Malgré le manque de pouvoir réglementaire du Vatican, le pape Leo XIV plaide de plus en plus pour la surveillance éthique du gouvernement et des entreprises un mois après son pape.
Le pape, qui a été élu en mai après la mort du pape François, a envoyé mardi aux dirigeants de la Silicon Valley et aux responsables du Vatican aux dirigeants de la Silicon Valley et aux responsables du Vatican lors de la deuxième réunion annuelle de Holysee sur l’IA, l’éthique et la gouvernance d’entreprise tenue au palais des apôtres de la ville du Vatican.
Dans son message publié par le Vatican, Leo a déclaré que la technologie de l’IA est un excellent outil, mais peut nuire et nuire aux enfants et aux jeunes de manière particulièrement vulnérable. L’IA doit prendre en compte l’identité humaine afin de fonctionner de manière éthique, a-t-il ajouté.
« L’IA, en particulier l’IA génératrice, a ouvert de nouvelles perspectives à différents niveaux, notamment le renforcement des recherches sur les soins de santé et la découverte scientifique, mais soulève également des questions troublantes sur l’impact de l’humanité sur l’ouverture sur la vérité et la beauté », a-t-il déclaré.

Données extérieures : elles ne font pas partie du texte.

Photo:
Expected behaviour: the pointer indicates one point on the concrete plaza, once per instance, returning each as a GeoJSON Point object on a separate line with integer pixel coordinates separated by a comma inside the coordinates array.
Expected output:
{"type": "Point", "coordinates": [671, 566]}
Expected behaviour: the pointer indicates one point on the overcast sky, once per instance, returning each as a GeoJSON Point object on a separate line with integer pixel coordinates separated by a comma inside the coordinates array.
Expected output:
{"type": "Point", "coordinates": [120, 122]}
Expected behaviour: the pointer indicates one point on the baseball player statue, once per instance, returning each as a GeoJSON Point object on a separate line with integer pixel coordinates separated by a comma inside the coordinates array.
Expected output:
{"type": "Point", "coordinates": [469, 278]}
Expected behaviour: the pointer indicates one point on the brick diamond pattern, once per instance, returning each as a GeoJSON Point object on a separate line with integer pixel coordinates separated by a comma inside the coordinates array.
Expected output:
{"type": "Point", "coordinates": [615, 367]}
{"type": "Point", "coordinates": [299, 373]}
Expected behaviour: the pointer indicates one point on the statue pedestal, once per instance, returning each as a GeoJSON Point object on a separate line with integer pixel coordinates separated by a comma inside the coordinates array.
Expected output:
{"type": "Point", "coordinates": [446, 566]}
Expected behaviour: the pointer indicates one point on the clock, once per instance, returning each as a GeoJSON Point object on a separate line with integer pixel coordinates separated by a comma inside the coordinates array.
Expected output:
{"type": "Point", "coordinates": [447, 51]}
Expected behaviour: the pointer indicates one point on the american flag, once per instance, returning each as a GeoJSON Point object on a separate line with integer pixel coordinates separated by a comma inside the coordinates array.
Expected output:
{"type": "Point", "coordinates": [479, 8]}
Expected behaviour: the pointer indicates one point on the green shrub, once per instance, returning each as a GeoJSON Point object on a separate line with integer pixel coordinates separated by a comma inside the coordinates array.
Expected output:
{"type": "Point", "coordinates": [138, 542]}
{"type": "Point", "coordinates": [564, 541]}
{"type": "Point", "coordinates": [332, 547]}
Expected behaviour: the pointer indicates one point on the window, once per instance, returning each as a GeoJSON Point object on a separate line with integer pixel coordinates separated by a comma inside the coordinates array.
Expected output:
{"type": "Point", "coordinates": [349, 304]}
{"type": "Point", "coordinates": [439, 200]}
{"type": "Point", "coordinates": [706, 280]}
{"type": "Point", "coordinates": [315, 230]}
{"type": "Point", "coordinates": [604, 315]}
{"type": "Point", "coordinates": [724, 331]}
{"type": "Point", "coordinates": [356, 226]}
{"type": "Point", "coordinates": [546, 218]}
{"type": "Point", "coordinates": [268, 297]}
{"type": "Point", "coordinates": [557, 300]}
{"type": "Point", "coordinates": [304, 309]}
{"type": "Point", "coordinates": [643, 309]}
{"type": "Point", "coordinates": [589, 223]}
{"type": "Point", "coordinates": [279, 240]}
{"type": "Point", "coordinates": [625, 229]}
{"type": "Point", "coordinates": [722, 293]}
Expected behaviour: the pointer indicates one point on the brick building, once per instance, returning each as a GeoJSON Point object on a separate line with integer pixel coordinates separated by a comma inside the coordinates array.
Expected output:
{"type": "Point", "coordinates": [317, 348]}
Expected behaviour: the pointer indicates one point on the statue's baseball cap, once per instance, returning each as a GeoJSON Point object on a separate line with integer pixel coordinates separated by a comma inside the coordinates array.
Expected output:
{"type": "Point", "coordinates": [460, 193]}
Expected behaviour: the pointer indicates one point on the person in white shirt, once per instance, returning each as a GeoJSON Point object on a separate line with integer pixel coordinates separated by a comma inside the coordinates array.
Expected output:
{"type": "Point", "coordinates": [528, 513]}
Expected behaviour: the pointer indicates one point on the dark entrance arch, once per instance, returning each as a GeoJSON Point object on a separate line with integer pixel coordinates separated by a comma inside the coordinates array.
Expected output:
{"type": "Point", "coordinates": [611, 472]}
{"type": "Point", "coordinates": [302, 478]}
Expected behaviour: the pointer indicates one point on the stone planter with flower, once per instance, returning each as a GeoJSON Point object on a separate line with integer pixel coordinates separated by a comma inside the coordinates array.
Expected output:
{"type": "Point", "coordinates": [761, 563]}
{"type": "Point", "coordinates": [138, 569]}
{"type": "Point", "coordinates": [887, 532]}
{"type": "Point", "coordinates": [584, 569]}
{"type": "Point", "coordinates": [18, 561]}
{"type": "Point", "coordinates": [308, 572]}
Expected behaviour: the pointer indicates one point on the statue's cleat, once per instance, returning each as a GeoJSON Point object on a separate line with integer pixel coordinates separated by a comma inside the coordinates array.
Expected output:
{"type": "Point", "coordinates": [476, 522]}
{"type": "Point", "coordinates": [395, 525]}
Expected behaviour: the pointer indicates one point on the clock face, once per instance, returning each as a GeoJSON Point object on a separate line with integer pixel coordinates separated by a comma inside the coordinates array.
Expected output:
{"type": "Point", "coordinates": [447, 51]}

Le Vatican n’a pas de pouvoir réglementaire explicite, mais Daniel Rober, professeur d’études catholiques à l’Université Sacred Heart, a déclaré que le Saint-Saint-Sieux fait souvent pression sur les gouvernements étrangers pour faire progresser son programme.
En faisant des réglementations éthiques de l’IA une priorité, Leo envoie un message aux catholiques individuels et aux chefs d’entreprise catholiques et prend au sérieux les idées.
« Reconnaître et respecter les caractéristiques uniques des humains est essentiel pour débattre du cadre éthique approprié pour la gouvernance de l’IA », a déclaré Leo dans son message.
Leo a fait de l’éthique de l’IA une priorité dans son pape, le mentionnant seulement deux jours après qu’il est devenu pape dans son discours inaugural à l’Université des Cardinals. Il est basé sur l’héritage du pape François. Il était à l’époque lorsqu’il a organisé une conférence sur l’IA qui s’est tenue au Vatican cette semaine.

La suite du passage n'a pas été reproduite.